Beim Ingeborg-Bachmann-Preis 2022 hielten Sie die traditionelle „Klagenfurter Rede zur Literatur“ mit dem Titel „Die Wahrheit ist eine Zumutung“, deren Text im „Standard“ abgedruckt wurde. 2022 erhielten Sie den Großen Österreichischen Staatspreis, der als höchste Kulturauszeichnung der Republik gilt. Kunst- und Kulturstaatssekretärin Andrea Mayer würdigte Sie als „unverwechselbare Stimme auf der Bühne der Gegenwartsliteratur. Sie ist Sprachkünstlerin im besten Sinne und zeigt uns, was Literatur im Zeitalter der Digitalisierung und Mediatisierung unserer Gesellschaft leisten kann: nämlich in der Kunst der Erzählung und des Romans authentische Erfahrungen und Erkenntnisse über unsere Gegenwart vermitteln und unseren Sinn für Unrecht, Irrtümer und Versäumnisse, Risiken und Möglichkeiten schärfen.“ Was bedeuten Ihnen Auszeichnungen und literarische Preise?
Jede Würdigung meiner Arbeit freut und tröstet mich auch ein bisschen, weil das Schreiben nicht nur Aufmerksamkeit, Kraft und Disziplin verlangt, sondern auch Opferbereitschaft. Ich müsste einige Menschen, vor allem aber die aus meinem engsten Umfeld um Verzeihung bitten angesichts des Rückzugs, angesichts der Weltflucht. Da denke ich zuerst an meine erwachsenen Kinder. Sie sehen, es war nicht umsonst, mich entbehrt zu haben über manche Strecke ihrer frühen Jugend, wenn es einen Preis gibt.
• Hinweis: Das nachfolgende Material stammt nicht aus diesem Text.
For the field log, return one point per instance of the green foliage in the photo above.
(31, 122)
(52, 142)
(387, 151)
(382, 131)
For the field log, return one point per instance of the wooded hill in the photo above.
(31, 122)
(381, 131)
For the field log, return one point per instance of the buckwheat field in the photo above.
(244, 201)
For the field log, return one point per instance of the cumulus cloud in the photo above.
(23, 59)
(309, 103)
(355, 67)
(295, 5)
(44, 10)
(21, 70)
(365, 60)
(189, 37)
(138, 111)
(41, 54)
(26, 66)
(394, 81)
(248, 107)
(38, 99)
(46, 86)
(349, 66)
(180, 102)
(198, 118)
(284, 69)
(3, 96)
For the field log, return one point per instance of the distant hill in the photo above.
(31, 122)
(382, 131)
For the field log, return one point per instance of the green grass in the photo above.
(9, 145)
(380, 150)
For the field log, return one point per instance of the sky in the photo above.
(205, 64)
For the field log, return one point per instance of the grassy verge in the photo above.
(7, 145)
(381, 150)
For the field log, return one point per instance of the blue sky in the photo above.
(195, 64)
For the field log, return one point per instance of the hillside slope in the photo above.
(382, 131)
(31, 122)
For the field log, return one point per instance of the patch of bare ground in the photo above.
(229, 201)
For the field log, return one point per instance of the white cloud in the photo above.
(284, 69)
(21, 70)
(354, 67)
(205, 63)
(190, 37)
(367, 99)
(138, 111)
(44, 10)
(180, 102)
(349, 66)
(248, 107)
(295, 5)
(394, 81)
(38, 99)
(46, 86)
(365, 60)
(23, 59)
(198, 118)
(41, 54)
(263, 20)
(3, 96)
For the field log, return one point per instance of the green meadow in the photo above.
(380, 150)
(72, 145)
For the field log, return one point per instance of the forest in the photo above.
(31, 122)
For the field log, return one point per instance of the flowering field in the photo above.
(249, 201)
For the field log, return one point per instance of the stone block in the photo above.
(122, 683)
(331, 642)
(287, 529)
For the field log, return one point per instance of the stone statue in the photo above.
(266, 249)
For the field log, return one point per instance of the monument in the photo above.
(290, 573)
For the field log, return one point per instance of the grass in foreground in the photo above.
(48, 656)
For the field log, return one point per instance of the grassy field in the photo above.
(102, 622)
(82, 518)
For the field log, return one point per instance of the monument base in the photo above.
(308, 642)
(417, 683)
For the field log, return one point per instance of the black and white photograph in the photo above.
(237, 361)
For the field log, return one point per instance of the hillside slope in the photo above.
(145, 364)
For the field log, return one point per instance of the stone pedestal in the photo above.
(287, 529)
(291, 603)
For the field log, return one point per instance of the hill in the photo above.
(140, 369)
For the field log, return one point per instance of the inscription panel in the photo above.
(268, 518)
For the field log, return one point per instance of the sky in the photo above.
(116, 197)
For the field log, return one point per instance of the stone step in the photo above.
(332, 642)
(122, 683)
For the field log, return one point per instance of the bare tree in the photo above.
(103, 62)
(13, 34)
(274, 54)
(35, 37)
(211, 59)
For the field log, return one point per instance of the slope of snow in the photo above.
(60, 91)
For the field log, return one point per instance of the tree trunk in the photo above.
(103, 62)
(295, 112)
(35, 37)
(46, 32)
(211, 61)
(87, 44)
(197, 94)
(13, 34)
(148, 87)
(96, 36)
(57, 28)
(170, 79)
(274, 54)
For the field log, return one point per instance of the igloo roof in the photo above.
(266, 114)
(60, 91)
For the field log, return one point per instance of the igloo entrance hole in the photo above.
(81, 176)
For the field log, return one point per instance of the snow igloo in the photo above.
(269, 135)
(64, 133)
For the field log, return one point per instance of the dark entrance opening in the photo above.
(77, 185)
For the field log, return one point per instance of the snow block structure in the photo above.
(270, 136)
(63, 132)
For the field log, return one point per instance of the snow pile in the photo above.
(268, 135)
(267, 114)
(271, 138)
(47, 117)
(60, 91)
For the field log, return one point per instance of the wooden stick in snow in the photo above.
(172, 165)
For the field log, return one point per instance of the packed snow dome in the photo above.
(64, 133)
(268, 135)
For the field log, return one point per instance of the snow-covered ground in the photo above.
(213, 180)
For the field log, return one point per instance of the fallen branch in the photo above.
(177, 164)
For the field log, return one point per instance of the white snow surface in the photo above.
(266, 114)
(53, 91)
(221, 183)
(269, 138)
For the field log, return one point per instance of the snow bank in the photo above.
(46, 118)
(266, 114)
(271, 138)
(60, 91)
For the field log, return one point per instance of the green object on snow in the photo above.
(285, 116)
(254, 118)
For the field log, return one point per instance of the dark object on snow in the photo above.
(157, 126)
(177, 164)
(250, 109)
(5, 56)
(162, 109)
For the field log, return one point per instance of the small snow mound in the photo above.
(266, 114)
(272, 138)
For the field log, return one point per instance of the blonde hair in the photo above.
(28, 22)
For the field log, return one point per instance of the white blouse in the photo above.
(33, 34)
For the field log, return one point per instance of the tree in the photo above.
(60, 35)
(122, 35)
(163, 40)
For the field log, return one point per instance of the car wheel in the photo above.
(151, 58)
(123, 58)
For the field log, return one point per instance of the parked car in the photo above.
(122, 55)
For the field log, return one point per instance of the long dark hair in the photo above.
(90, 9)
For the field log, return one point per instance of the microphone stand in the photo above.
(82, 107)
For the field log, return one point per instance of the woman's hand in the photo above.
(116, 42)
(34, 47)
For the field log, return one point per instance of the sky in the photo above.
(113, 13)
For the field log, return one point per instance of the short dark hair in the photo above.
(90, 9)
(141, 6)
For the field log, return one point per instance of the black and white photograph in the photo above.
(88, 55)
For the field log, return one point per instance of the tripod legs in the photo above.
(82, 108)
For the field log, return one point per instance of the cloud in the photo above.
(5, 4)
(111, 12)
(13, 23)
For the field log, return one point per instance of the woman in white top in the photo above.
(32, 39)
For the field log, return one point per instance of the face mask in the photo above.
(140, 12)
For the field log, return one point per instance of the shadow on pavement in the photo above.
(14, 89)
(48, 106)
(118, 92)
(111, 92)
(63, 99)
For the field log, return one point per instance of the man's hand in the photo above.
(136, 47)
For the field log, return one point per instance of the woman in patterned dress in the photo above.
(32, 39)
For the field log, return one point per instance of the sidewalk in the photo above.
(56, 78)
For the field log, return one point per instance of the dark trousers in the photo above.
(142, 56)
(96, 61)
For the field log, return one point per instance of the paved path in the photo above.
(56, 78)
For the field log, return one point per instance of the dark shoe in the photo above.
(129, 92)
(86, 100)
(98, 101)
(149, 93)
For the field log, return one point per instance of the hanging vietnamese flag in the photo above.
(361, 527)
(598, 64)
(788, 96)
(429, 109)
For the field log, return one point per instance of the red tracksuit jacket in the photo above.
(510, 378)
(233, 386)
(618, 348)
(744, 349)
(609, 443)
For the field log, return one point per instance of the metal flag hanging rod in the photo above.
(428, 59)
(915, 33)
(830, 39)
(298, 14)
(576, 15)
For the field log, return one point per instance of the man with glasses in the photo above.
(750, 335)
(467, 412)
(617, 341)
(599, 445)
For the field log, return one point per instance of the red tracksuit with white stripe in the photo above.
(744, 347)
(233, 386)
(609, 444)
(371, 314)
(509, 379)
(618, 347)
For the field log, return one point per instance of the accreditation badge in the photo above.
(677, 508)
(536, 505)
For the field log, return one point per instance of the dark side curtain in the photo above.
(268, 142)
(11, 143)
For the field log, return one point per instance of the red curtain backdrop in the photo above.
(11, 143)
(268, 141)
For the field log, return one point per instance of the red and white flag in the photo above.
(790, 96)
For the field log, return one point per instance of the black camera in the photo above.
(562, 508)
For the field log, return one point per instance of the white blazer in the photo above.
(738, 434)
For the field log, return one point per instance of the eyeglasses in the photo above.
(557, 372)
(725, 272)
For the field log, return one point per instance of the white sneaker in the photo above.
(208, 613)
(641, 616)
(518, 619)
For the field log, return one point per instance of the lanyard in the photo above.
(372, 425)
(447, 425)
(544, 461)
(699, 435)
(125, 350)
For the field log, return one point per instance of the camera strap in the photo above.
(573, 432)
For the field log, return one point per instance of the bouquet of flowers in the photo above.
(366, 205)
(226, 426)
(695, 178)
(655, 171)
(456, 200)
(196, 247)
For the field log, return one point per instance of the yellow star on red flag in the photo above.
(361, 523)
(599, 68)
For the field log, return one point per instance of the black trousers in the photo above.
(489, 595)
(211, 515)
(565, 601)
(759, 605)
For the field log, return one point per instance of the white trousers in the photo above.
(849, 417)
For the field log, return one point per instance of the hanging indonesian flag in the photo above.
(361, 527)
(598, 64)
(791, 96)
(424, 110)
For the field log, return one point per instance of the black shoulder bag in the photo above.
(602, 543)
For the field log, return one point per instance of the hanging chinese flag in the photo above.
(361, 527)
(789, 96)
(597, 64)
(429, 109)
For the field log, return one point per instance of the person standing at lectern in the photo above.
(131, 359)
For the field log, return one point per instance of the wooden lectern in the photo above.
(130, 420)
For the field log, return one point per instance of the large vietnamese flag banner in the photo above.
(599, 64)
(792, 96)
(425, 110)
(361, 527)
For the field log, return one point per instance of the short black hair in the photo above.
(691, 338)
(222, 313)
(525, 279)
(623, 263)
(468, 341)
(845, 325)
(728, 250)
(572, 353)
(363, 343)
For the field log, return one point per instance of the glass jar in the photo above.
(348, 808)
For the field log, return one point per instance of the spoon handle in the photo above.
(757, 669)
Sie haben den Text „Gut genug“ in der Anthologie „In der Wüste Bäume pflanzen. In welcher Welt wollen wir 2040 leben?“ veröffentlicht, einem von Elke Atzler und Manfred Müller im Auftrag der Sektion für internationale Kulturangelegenheiten des Bundesministeriums für europäische und internationale Angelegenheiten herausgegebenen Band mit einem Geleitwort von Christoph Thun-Hohenstein (Wien: Luftschacht Verlag 2024, S. 37-45). Bekanntlich führen darin 14 österreichische bzw. in Österreich tätige Autorinnen und Autoren einen Dialog über aktuelle Themen wie Klimawandel, Biodiversitätskrise, technologische und gesellschaftliche Entwicklungen, Krieg u.a.m. mit Partnerinnen und Partnern aus dem Ausland. Daraus entstanden literarisch-künstlerische Texte, die zum Nachdenken über Gegenwart und Zukunft anregen, mal Lachen, mal Schrecken auslösen. Ihr Dialogpartner, dessen Text den Titel „Gespräch im Kaffeehaus“ (S. 47-58) trägt, ist Ales Steger, der bekannteste slowenische Autor seiner Generation. Der Dichter, Schriftsteller, Lektor und Journalist, der für seine Gedichte, die in viele Sprachen übersetzt und weltweit in über 200 Literaturmagazinen veröffentlicht wurden, zahlreiche bedeutende Preise erhielt, Lyrik, Essays und Romane veröffentlichte, ist Mitglied der Akademie der Künste Berlin, der Akademie der Wissenschaften und der Literatur Mainz sowie der Deutschen Akademie für Sprache und Dichtung. Wie gestaltete sich Ihre Zusammenarbeit für die Anthologie?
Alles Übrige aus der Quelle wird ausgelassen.